Prime Minister Stephen Harper is currently campaigning in the Lower Mainland

Plus, B.C. builds more houses and an “unfair” energy review

We’ll look into it
A message for Vancouverites (and others, but mostly Vancouverites): if re-elected, Prime Minister Stephen Harper says his government will “commit to collecting comprehensive data on foreign buyer activity in Canada’s housing market.” The promise was made Wednesday morning from North Vancouver, where Harper is currently campaigning. If indeed foreign investment is driving up real estate prices in a significant way, government should do something, Harper said.

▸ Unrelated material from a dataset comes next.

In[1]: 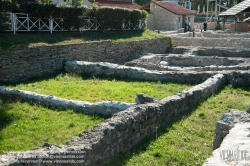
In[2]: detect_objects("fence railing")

As for what that might be remains to be seen. And as for using data to determine policy, it should be noted that many economists have criticized Harper’s government in the past for scrapping the long-form census, an invaluable tool for doing just that. Harper also announced that his government would increase the amount of RRSP money first-time homebuyers can withdraw tax-free from $25,000 to $35,000

Building up
Speaking of real estate, housing starts are up in B.C.—despite that not being the case elsewhere in Canada. According to new numbers from the Canadian Mortgage and Housing Corporation released Tuesday, the number of new houses being built was up 4.7 per cent in B.C. in July compared to June. It was up even more, 7.9 per cent, in Vancouver. Compare that to Calgary, where housing starts were down 54 per cent.
Enough is enough
On Wednesday, 35 participants in the National Energy Board review of Kinder Morgan’s Trans Mountain pipeline expansion—which, if approved, would increase the amount of crude moved between Edmonton and Vancouver and the number of tankers in the Burrard Inlet from five to 34—said they will no longer participate in the process, calling it flawed and unfair. “We can’t abide by the system any more. It’s too flawed,” Wilderness Committee climate campaigner Eoin Madden told the Canadian Press. In July, BCBusiness ran a feature on the federal government promoting more self-regulated environmental assessments—and what this has meant for their accuracy.